LOYALLY AND DUTIFULLY I went to the funeral the next day; Azra was the only woman among the small, silent crowd of men. I looked for the killer in the crowd, perhaps even Rambo himself. There were a few men with their heads shaved and faces sufficiently weathered to suggest criminality, but their eyes bespoke genuine sadness. On the far edge of the crowd, I recognized the assistant inspector, still in his tracksuit. Nobody gave a speech, there was no pomp; squatting over the grave, men mumbled the prayers with their hands upturned, then touched their faces with their palms; the dug-up dirt had dried in the sun and
kept tumbling down into the hole. I did not know what to do exactly, so I watched Azra, did what she did. I folded my hands over my groin, remained standing when the men squatted; I dropped a clod of earth on the coffin after she did. Fortunately, she did not wail or faint; her expression stayed firm, except for the trembling chin. It was quickly over; nobody indulged in bogus ruminations upon mortality, ashes, and eternity. I approached Azra to express my condolences, and she looked through me as though she didn’t recognize me. Perhaps she didn’t; she had seen me but once, before her reality was forever transformed.
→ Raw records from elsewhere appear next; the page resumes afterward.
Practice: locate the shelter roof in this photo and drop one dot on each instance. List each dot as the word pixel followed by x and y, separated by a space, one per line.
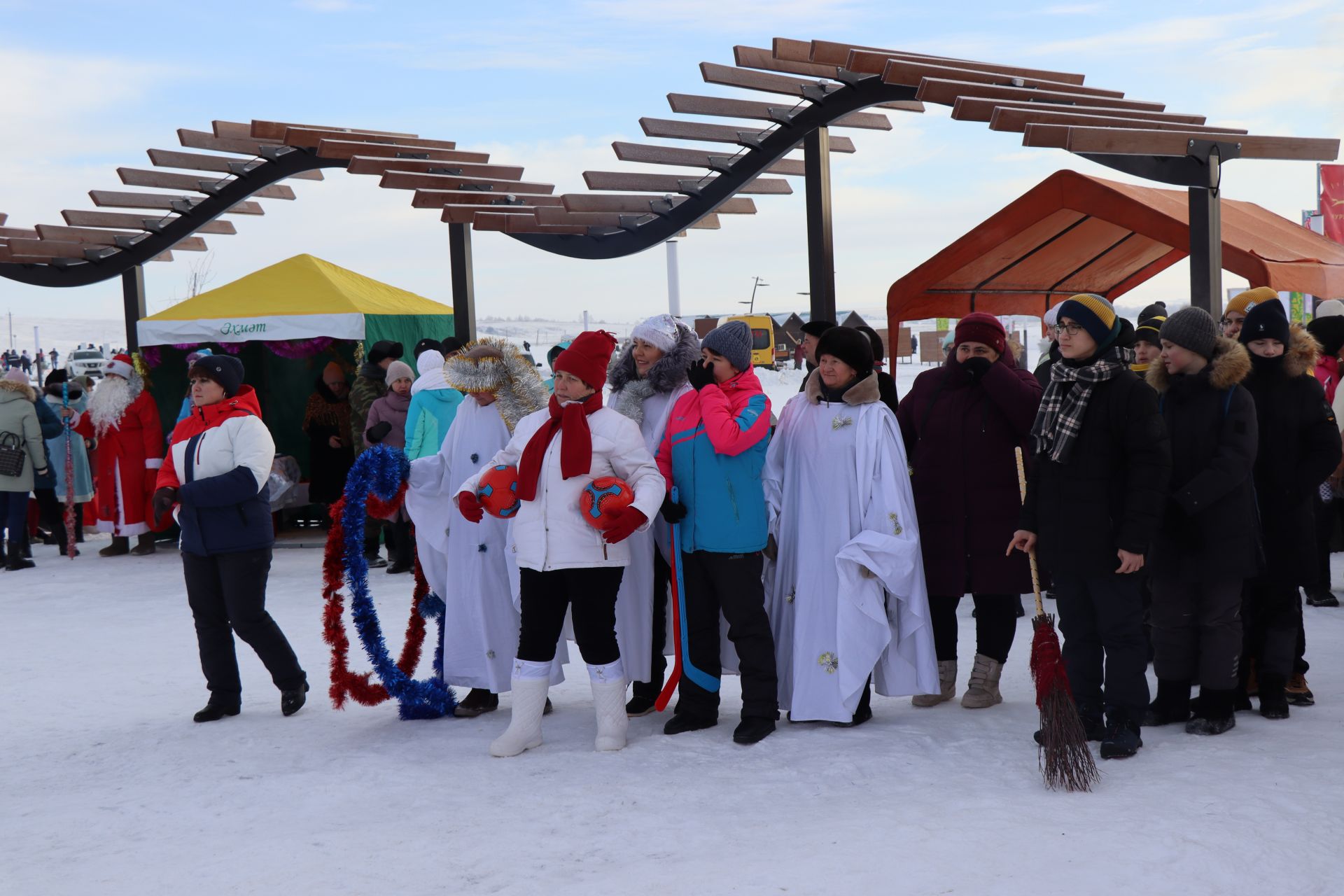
pixel 1074 232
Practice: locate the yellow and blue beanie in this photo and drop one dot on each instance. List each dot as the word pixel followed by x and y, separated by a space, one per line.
pixel 1094 314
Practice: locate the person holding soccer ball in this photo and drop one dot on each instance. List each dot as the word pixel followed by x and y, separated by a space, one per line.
pixel 565 562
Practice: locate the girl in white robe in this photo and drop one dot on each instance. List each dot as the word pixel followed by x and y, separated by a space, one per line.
pixel 470 564
pixel 846 593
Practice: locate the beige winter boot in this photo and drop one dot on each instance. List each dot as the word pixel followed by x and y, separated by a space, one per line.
pixel 984 684
pixel 946 685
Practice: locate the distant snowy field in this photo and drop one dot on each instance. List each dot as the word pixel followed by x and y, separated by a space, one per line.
pixel 111 789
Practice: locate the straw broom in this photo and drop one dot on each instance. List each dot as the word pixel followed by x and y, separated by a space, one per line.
pixel 1065 760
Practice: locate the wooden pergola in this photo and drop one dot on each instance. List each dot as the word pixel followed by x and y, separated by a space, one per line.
pixel 796 92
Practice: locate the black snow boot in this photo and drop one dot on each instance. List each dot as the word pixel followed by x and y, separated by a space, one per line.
pixel 214 713
pixel 1121 738
pixel 1212 713
pixel 15 559
pixel 1273 697
pixel 1171 706
pixel 753 729
pixel 292 701
pixel 477 701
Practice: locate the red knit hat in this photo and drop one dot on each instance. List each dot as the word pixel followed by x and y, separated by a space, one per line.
pixel 588 358
pixel 979 327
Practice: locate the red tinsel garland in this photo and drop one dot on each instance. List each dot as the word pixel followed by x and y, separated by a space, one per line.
pixel 358 687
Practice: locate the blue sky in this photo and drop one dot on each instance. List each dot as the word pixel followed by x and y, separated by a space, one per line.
pixel 552 85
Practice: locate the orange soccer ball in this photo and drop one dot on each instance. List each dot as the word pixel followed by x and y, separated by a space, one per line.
pixel 498 491
pixel 603 498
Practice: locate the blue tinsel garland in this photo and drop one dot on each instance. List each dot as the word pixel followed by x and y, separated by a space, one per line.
pixel 381 470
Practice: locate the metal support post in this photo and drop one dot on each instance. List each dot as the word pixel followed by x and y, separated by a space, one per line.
pixel 134 302
pixel 822 269
pixel 464 288
pixel 1206 250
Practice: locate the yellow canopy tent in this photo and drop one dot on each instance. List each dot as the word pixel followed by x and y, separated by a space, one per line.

I returned to my hotel room, stuffed myself with sleeping pills, and called Mary. I incoherently told her about the murder and the funeral and then sobbed into the earpiece, while she maintained her silence at the other end. Finally, she had a surgery to perform and quietly hung up, but I went on weeping, until I wiped off my tears and tried to write a letter with my unbroken left hand. I wanted to tell her so many things, but I could write nothing.
There is no good way to say this, Mary, I wanted to write to her. Rora was killed in cold blood, I have broken my hand. Otherwise, I’m fine and think of you a lot. I cannot remember what my life used to be, how I got to this point. I don’t know where everything disappeared. I think I might stay in Sarajevo for a while, use up the Susie money, until my hand heals, until I sort myself out. I am sorry about George. I hope he gets better soon. I’ll be fine and think of you a lot. Why did you leave me in these woods?